AT ACOG 2016

WASHINGTON (FRONTLINE MEDICAL NEWS) The prevalence of human papillomavirus (HPV) types 16 and 18 has significantly decreased, but only among vaccinated women; national data show no evidence that the vaccine targeting them has conferred herd immunity or encouraged a shift toward lower-risk types.

From 2003, before the vaccine was introduced, to 2012, the prevalence of HPV 16 and 18 fell from 10% to about 4% in completely vaccinated women, Dr. Christopher Tarney said at the annual meeting of the American College of Obstetricians and Gynecologists. The prevalence among unvaccinated women, however, was virtually unchanged.

“Our study didn’t demonstrate crossprotection, type replacement, or herd immunity,” said Dr. Tarney of the Womack Army Medical Center, Ft. Bragg, N.C. “This is in contrast to some global data” that have recently shown such positive changes were linked to high HPV vaccine coverage in Scotland and Australia .

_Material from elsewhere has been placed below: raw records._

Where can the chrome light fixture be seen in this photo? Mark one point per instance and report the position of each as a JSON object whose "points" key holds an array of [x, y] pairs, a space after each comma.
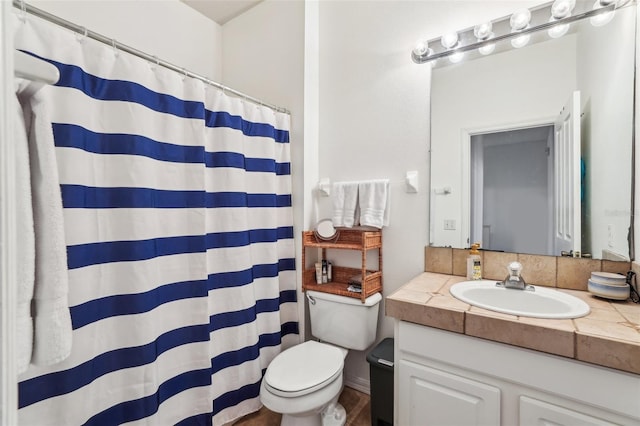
{"points": [[484, 32], [605, 16], [554, 18], [520, 21]]}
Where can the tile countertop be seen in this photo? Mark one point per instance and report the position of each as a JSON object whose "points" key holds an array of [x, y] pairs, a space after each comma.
{"points": [[608, 336]]}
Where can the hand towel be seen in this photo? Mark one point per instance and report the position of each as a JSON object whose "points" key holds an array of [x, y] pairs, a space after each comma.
{"points": [[345, 202], [373, 198], [25, 244], [52, 319]]}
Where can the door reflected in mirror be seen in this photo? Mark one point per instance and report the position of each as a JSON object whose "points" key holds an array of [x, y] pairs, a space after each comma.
{"points": [[586, 202]]}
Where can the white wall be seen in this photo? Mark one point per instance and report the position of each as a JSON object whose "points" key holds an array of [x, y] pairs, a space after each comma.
{"points": [[168, 29], [607, 140]]}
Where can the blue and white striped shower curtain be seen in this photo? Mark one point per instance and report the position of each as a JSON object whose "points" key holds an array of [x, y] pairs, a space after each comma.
{"points": [[179, 234]]}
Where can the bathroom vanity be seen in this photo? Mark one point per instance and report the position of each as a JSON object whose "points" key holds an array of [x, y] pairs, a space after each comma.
{"points": [[458, 364]]}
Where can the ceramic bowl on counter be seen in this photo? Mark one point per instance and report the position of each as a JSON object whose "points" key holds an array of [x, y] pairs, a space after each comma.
{"points": [[609, 291], [609, 278]]}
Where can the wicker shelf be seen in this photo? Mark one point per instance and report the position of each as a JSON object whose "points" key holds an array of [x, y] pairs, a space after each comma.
{"points": [[348, 239]]}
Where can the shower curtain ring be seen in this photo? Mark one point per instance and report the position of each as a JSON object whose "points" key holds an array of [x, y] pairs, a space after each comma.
{"points": [[82, 37], [156, 63]]}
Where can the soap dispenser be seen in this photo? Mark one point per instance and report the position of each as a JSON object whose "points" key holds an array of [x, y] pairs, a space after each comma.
{"points": [[474, 263]]}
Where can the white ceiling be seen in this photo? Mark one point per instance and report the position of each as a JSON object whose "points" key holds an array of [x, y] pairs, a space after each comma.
{"points": [[221, 11]]}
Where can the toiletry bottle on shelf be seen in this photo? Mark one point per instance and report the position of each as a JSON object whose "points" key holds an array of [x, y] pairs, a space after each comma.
{"points": [[474, 263]]}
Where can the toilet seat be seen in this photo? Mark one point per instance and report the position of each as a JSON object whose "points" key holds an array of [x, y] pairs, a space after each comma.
{"points": [[303, 369]]}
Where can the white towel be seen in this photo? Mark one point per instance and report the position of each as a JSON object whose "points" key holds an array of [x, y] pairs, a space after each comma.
{"points": [[373, 199], [345, 202], [52, 319], [25, 244]]}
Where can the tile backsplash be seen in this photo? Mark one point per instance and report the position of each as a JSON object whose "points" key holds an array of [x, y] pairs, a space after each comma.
{"points": [[550, 271]]}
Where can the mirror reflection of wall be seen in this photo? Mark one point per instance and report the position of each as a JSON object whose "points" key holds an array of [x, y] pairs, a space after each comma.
{"points": [[526, 88]]}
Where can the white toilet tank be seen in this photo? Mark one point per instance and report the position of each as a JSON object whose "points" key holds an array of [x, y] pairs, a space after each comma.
{"points": [[344, 321]]}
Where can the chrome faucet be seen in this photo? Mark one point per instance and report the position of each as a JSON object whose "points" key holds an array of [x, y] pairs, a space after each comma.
{"points": [[514, 279]]}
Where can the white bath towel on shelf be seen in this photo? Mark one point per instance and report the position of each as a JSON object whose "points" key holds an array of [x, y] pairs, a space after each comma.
{"points": [[52, 319], [373, 198], [345, 203], [25, 244]]}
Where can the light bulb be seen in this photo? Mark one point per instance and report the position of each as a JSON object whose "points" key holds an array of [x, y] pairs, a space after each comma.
{"points": [[557, 31], [602, 18], [449, 40], [562, 8], [520, 19], [483, 31], [421, 48], [520, 41]]}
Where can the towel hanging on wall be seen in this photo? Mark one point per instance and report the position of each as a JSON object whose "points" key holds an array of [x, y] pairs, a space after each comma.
{"points": [[373, 198], [364, 203]]}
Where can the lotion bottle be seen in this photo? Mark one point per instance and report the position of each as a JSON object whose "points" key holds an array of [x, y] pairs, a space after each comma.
{"points": [[474, 263]]}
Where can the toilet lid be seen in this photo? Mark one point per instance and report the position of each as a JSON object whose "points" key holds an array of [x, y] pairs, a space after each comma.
{"points": [[304, 366]]}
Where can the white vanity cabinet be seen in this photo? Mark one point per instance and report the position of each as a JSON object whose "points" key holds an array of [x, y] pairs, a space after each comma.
{"points": [[446, 378]]}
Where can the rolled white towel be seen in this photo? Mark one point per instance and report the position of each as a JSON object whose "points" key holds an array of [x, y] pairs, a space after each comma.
{"points": [[52, 319], [373, 198], [25, 244], [345, 202]]}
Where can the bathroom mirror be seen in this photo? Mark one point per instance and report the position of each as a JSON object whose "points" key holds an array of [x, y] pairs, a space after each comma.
{"points": [[497, 114], [325, 230]]}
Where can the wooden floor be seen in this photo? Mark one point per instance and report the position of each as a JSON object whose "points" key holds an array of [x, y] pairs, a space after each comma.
{"points": [[357, 404]]}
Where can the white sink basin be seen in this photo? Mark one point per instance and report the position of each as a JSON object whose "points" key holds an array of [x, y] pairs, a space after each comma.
{"points": [[541, 303]]}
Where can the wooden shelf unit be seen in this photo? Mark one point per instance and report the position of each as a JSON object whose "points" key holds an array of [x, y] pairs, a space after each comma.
{"points": [[348, 239]]}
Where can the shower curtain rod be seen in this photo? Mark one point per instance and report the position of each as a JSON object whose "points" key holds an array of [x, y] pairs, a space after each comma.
{"points": [[27, 8]]}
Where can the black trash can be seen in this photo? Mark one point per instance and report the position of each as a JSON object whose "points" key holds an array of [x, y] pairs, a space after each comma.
{"points": [[381, 374]]}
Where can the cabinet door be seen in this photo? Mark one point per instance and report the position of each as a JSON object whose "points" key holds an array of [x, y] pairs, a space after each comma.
{"points": [[428, 396], [535, 412]]}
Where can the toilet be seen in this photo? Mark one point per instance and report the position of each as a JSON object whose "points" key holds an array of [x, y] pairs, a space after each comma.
{"points": [[303, 383]]}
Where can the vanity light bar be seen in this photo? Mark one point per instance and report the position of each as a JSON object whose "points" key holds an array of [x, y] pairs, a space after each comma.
{"points": [[502, 30]]}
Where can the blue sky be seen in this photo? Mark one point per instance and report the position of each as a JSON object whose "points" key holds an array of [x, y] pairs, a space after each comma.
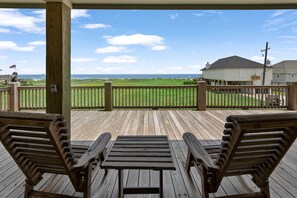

The lack of these findings in the United States probably has to do with the low rate of vaccine acceptance, Dr. Tarney said. Although 60% of eligible girls got at least one dose of the vaccine in 2014, only about 40% received the entire series.

Dr. Tarney compared data from the 2003 National Health and Nutrition Examination Survey (NHANES) for women 18-29 years old, with NHANES waves in 2007-2008, 2009-2010, and 2011-2012. He looked at the prevalence of high-risk HPV serotypes, and at the specific prevalence of HPV 16 and 18, which are specifically targeted in the vaccine. The study comprised 1,628 women who had submitted self-collected vaginal swabs for HPV analysis. The group was representative of more than 21 million U.S. women, Dr. Tarney said.

The prevalence of HPV 16 and 18 decreased significantly among vaccinated women, from 10% in 2003 to 4% in 2012. Even women who didn’t complete the series reaped some benefit from it. Among those who had at least one immunization, all high-risk HPV decreased from 67% in 2007-2008 to 41% in 2012.

Despite the vaccine’s effectiveness, it is not exerting crossprotection against other high-risk types, Dr. Tarney said, nor is there evidence of herd immunity. Among women who did not receive the vaccine, high-risk HPV prevalence was unchanged at about 49% in 2007-2008 and 51% in 2011-2012.

He expressed frustration that the vaccine has not been more widely adopted.

“During this postvaccine era, over 16 million eligible females didn’t get it. As women’s health care physicians, we must reduce missed clinical opportunities to administer this vaccine. We must strive to maximize access to it and increase support for it,” Dr. Tarney said. “We have a great opportunity to have a profound impact on the prevention of cervical cancer, but only when we can drastically increase the vaccination rates will we see these vaccines begin to contribute to the eradication of cervical cancer in the U.S.”

He reported having no relevant financial disclosures.